Bureau of Land Management officials said they are seeking the public's help in determining how to protect visitors on BLM-administered lands within the historic ghost town of Gebo, located near Kirby in north-central Hot Springs County.
Gebo was a thriving coal town of more than a thousand residents during the early 1900s, but little remains of the community except a few structures and the town's cemetery.
BLM Worland Field Office spokeswoman Janine Terry said the BLM is in the early stages of developing an Environmental Assessment to address public safety hazards on BLM public lands at the Gebo coal mining area.
The abatement of hazards on public lands caused by the historic mining in the Gebo area includes a joint effort between the BLM and the Wyoming Department of Environmental Quality's Abandoned Mine Land Division (AML), Terry said in a statement.
She said the actions to be taken by the two agencies are intended to address threats to human health and safety while maintaining important cultural and historic values on public lands.
Jayne Doyle, the abandoned mine land reclamation coordinator at BLM's Worland office, said the agency's goal in the EA is to find ways to make the area safer for the public to visit.
"But it is also extremely important to preserve the story that is told by this old mining district," Doyle said. "Because the Gebo area is very special to folks in the Bighorn Basin, we are looking forward to getting a lot of good ideas about how to best protect visitors while helping people enjoy this historic area."
The town was named for Samuel W. Gebo, who was a developer of the coal mines in Washakie and Hot Springs counties during the 1880s, according to county historical records.
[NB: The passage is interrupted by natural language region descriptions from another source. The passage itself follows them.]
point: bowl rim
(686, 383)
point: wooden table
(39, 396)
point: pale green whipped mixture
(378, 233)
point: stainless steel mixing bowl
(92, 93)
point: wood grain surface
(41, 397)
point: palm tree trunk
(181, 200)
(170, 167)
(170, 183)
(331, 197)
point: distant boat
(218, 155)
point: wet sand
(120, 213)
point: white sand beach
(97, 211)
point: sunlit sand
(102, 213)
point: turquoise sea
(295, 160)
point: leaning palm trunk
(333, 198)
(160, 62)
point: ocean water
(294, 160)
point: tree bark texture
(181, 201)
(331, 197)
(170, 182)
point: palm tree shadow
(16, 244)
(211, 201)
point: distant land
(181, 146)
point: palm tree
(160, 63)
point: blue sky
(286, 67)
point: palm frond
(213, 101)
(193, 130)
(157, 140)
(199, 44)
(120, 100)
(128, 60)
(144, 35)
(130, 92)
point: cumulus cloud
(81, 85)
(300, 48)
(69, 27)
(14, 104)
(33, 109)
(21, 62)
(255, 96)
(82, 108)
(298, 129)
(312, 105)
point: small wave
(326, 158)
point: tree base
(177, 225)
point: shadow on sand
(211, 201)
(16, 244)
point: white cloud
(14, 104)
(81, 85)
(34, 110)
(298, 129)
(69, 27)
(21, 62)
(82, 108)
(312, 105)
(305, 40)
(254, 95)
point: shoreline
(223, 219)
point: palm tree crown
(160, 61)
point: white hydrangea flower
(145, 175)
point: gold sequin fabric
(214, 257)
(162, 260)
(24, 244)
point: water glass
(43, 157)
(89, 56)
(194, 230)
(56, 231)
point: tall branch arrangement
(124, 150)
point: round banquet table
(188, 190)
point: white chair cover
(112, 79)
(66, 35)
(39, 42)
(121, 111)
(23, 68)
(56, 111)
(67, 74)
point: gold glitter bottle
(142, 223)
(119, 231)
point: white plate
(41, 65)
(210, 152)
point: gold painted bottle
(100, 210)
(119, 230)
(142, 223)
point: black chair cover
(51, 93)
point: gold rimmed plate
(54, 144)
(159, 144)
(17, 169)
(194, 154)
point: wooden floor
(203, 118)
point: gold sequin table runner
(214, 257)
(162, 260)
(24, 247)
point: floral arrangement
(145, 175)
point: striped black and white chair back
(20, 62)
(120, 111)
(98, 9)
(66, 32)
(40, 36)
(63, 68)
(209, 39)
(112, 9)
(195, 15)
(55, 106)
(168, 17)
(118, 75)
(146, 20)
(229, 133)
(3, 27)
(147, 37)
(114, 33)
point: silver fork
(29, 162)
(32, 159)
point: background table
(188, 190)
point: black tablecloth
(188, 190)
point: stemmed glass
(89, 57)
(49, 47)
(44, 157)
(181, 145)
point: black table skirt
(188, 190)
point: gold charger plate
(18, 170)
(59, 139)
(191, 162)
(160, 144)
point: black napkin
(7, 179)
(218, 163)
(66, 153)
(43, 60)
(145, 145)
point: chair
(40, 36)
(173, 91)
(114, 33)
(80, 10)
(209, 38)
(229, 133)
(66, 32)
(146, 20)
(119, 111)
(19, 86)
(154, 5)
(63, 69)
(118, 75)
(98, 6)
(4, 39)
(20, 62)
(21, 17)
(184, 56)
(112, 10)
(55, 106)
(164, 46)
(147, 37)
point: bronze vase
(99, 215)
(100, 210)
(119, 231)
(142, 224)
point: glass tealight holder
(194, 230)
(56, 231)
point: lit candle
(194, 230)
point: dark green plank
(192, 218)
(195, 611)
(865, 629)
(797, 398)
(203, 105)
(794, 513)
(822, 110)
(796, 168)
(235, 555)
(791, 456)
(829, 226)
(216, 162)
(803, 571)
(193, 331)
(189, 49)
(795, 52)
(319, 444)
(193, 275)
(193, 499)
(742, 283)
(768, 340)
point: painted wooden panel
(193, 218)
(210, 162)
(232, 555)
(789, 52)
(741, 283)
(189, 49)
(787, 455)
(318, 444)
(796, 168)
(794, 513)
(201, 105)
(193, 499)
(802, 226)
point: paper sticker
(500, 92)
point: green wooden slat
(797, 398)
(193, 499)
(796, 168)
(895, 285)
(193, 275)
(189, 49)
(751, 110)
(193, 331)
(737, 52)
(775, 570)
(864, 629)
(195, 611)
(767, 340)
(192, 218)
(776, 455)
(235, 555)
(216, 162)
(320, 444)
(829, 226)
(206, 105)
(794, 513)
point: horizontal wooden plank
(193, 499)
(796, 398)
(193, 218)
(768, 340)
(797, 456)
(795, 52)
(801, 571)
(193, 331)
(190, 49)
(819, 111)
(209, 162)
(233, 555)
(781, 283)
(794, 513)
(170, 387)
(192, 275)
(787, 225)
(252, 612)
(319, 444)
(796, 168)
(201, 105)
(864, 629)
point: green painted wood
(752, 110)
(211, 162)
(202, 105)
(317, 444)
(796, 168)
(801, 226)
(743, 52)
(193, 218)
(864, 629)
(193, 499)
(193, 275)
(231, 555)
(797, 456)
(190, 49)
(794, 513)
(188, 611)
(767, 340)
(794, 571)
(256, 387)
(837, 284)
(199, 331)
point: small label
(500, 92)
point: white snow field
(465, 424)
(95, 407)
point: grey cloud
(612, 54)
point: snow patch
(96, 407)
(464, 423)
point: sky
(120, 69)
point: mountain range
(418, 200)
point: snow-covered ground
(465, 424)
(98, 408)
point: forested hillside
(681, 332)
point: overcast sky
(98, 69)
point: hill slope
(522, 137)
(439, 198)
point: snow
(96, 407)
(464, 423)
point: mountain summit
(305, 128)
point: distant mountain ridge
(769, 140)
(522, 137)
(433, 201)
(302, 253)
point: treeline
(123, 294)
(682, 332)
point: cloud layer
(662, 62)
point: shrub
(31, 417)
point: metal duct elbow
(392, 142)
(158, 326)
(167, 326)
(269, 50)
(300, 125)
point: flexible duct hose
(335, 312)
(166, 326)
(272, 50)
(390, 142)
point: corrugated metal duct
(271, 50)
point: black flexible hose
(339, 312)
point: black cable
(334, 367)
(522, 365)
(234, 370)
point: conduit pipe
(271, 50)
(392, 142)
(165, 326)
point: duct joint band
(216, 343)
Gebo was the company town of the Owl Creek Coal Company.
Gebo was an active town for more than three decades, primarily from 1906 to 1938. In 1929, there were about 1,200 employees and families living in the area, with over 600 employed in the coal mines of Gebo.
The town was particularly well known for its large number of immigrants of Central and Eastern European origin. That background contributed to Gebo's Serbo-Croatian heritage. Many current residents of Thermopolis grew up in Gebo.
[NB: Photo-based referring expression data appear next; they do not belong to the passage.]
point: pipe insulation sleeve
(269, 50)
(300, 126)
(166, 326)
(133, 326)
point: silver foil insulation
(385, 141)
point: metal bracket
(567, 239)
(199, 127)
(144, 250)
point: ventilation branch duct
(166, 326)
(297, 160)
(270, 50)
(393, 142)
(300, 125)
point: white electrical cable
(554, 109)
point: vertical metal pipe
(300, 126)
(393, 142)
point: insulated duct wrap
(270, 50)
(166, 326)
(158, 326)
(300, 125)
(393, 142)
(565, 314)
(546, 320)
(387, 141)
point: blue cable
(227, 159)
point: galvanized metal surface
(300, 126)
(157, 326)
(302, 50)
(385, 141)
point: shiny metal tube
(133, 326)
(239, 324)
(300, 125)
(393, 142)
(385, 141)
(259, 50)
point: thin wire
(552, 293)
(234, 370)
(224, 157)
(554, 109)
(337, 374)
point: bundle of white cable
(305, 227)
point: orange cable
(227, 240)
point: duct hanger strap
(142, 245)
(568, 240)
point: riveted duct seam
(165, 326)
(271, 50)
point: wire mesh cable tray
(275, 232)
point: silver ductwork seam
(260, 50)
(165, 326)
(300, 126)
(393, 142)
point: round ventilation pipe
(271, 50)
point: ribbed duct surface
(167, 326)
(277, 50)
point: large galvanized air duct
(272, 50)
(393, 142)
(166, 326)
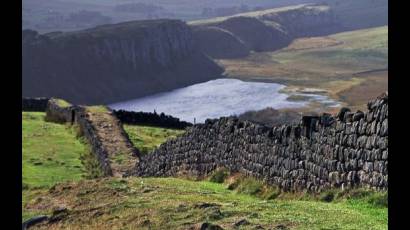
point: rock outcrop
(112, 63)
(347, 150)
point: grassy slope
(309, 64)
(146, 138)
(51, 154)
(159, 203)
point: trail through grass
(51, 155)
(169, 203)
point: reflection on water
(216, 98)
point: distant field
(147, 138)
(169, 203)
(330, 63)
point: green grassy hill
(333, 63)
(169, 203)
(55, 178)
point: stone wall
(90, 134)
(346, 150)
(34, 104)
(59, 114)
(144, 118)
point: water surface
(216, 98)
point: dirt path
(121, 153)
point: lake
(220, 97)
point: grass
(330, 63)
(51, 155)
(62, 103)
(97, 109)
(147, 138)
(157, 203)
(51, 152)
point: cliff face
(113, 62)
(267, 30)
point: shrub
(327, 196)
(250, 186)
(379, 200)
(219, 175)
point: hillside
(53, 153)
(169, 203)
(272, 29)
(351, 67)
(221, 200)
(113, 63)
(265, 30)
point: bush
(219, 175)
(250, 186)
(327, 196)
(379, 200)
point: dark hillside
(111, 63)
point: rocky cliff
(115, 62)
(322, 152)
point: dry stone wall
(34, 104)
(144, 118)
(342, 151)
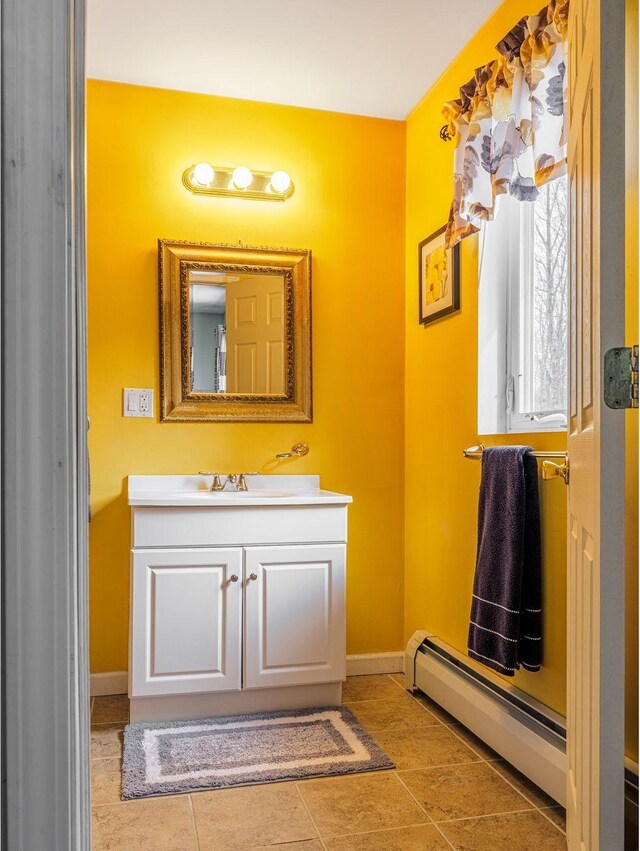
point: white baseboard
(375, 663)
(114, 682)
The abandoned Gebo coal mining district was examined in February 2000 as part of an AML statewide site inventory. BLM officials said AML field crews found numerous safety and environmental hazards in the area, many of which were located upon BLM-administered lands.
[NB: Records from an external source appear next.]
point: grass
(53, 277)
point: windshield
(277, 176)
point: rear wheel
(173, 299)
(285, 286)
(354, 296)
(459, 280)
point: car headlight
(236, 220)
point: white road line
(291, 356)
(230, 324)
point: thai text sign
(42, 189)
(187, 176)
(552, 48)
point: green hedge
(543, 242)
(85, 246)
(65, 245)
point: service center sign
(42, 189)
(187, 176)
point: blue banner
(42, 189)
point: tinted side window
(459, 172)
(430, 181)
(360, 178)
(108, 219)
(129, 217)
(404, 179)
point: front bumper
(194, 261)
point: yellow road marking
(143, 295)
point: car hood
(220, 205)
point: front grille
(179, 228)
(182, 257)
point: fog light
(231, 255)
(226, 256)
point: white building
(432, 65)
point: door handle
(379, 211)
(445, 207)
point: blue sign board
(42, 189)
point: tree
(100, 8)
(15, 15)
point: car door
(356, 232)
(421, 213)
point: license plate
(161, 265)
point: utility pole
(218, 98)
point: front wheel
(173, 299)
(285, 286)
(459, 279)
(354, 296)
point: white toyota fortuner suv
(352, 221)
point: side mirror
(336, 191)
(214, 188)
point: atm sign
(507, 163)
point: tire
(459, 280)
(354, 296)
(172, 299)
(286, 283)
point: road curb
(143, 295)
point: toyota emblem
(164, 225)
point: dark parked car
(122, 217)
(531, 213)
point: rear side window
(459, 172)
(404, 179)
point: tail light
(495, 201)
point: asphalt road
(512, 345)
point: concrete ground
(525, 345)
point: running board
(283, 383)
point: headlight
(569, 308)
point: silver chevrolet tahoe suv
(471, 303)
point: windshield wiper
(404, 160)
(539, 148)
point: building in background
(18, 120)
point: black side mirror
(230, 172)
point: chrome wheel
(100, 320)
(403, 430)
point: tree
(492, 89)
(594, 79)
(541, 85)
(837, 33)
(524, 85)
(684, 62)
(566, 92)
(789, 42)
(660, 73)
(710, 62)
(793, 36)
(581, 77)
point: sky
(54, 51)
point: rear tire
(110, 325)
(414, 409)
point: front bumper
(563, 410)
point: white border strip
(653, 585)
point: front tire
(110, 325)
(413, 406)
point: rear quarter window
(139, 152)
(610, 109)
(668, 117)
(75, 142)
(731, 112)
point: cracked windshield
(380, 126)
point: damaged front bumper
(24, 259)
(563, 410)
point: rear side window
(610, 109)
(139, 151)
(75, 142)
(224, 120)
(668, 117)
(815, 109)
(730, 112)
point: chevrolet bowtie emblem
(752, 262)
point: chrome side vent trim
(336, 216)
Problems at the Gebo site include the collapse of underground mine workings, causing surface openings that have captured flow from a stream channel; headcutting, which has washed out a public road, making an emergency detour necessary; and coal slack piles in drainage bottoms.
Other problems include unstable structures, open shafts and adets, failed closures, trash and stained soils, and areas where the surface soil has dropped or subsided.
Terry said some of the agency's proposed actions that will be examined in the agency's EA will include correcting erosional problems, filling areas of subsidence and closing some mine entrances.
In addition, the agency will begin, along with the State Historic Preservation Office and other interested parties, a multi-year program to enhance the public's understanding and interpretation of the mining district.
She said the work would describe the history of how the mines operated and produced coal, and address their importance in the context of other local and regional history. Interpretive materials such as brochures and signs could be developed, Terry said, as well as possible interpretive routes.
In September 2000, the DEQ/AML entered into an agreement with Wyoming BLM to correct watershed-related problems on BLM-administered surface lands at the Gebo site.